CANCELLO ED ARNONE, CONCLUSO CON SUCCESSO L’INCONTRO DI LETTERATITUDINI SUL TEMA DEL VIAGGIO

Cancello ed Arnone  – E’ iniziato benissimo l’anno culturale 2018/2019 – dice Matilde Maisto – coordinatrice del gruppo di Letteratitudini. Innanzitutto abbiamo piacevolmente registrato l’ingresso di nuovi soci, tra cui l’assessore alla cultura del comune di Cancello ed Arnone Annamaria Di Puorto, Melania Di Benedetto, Luigi Chierchia, Maddalena Della Valle e Renzo Iorio. Ovviamente il loro ingresso è stato salutato con un grande applauso di benvenuto e ci auguriamo che la loro permanenza nel gruppo possa essere duratura e piacevole.

Il tema della serata era riferito al “Viaggio”. Un tema amato dai poeti fin dall’antichità ed infatti ben 2 poemi come l’Odissea e l’Eneide sono dedicati al viaggio, ed in letteratura più recente, Il Milione di Marco Polo.

In particolare Ulisse è stato per millenni l’emblema del viaggiatore per la conoscenza.

Sappiamo bene che il viaggio serve a conoscere, a conoscersi, a liberarsi da vecchi pregiudizi, a mettersi in discussione, in pratica esso ci regala il più profondo senso di appartenenza all’Umanità. Ma il viaggio può anche essere inteso in senso metaforico ed è quello che facciamo all’interno del nostro animo. Ma poi c’è anche quello nel tempo e nello spazio attraverso la storia ed oggi s’è aggiunto anche quello virtuale.

Come abbiamo innanzi accennato esiste un’opera nella letteratura di tutti i tempi che riassume forse integralmente i significati concreti e simbolici legati al tema del viaggio: l’Odissea di Omero. Il viaggio di Ulisse è un viaggio di ritorno, dalla guerra di Troia alla sua nativa Itaca, la patria abbandonata e ritrovata insieme alla moglie Penelope ed al figlio Telemaco. Quindi il viaggio può essere considerato inizialmente nella sua circolarità (Partenza/percorso/arrivo e recupero) ove emerge soprattutto la finalità ultima della meta, del raggiungimento di uno scopo (la ricongiunzione, la riconquista definitiva della stabilità attorno ai valori originari) Ma immediatamente, rileggendo la vicenda di Ulisse, si nota che il viaggio non può consistere solo nell’approdo al porto finale, ma piuttosto nel superamento di mille pericoli, ostacoli, prove e nella verifica di mille esperienze. Il viaggio diventa prova di conoscenza, nel senso più ampio del termine.

Naturalmente oltre a questo meraviglioso, seducente e ammaliante argomento abbiamo proseguito la serata leggendo alcune deliziose poesie come: “Tu che sei in viaggio” di Antonio Machado che dice: “Tu che sei in viaggio, sono le tue orme la strada,nient’altro; Tu che sei in viaggio, non sei su una strada, la strada la fai tu andando. Mentre vai si fa la strada e girandoti indietro vedrai il sentiero che mai più calpesterai. Tu che sei in viaggio, non hai una strada, ma solo scie nel mare.”

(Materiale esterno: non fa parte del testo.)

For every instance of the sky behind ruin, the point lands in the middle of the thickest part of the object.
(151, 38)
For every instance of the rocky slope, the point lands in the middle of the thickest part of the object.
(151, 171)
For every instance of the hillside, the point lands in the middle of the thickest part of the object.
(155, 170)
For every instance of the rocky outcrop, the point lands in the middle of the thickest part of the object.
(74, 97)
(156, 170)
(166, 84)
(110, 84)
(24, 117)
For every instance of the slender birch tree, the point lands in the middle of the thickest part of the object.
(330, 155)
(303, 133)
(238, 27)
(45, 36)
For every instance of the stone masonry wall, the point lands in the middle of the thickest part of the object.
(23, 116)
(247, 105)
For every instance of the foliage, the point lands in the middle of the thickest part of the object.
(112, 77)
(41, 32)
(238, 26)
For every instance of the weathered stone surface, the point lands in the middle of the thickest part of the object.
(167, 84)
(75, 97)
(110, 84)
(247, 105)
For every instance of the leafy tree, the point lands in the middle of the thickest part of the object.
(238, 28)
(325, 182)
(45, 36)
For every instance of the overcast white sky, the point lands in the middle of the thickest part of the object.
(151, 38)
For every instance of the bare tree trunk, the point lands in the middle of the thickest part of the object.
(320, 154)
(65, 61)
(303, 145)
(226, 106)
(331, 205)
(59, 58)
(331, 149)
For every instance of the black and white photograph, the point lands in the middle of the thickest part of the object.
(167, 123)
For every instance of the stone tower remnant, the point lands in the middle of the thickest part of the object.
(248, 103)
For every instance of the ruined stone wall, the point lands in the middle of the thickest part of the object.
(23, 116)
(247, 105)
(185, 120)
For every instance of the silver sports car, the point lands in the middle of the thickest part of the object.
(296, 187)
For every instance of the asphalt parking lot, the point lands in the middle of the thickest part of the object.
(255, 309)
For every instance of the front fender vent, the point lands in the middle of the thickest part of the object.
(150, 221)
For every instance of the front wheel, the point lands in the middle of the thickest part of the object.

Ed anche altre meravigliose poesie (che consiglio a tutti di leggere) come: “Invidio i mari che lui attraversa” di Emily Dickinson; “Viaggiare! Perdere Paesi!” di Fernando Pessoa; “Ho sceso, dandoti il braccio” di Eugenio Montale: In questa poesia Montale fa riferimento alla moglie che ha perduto e che in vita era cieca, è una poesia dolcissima che dice: “Ho sceso, dandoti il braccio, almeno un milione di scale e ora che non ci sei è il vuoto ad ogni gradino. Anche così è stato breve il nostro lungo viaggio. Il mio dura tuttora, né più mi occorrono le coincidenze, le prenotazioni, le trappole, gli scorni di chi crede che la realtà sia quella che si vede. Ho sceso milioni di scale dandoti il braccio non già perché con quattr’occhi forse si vede di più. Con te le ho scese perché sapevo ch di noi due le sole vere pupille, sebbene tanto offuscate, erano le tue.”

La serata è proseguita con ulteriori capolavori poetici ed infine, come per le altre volte si è conclusa con un gustoso bouffet inerente la gastronomia delle eccellenze del territorio, in particolare la squisita mozzarella di bufala della Terra dei Mazzoni, il tutto bagnato da un frizzante vinello locale.

Appuntamento al mese prossimo con Jacques Prévert ed il cinema del realismo poetico con note poesie del grande poeta francese.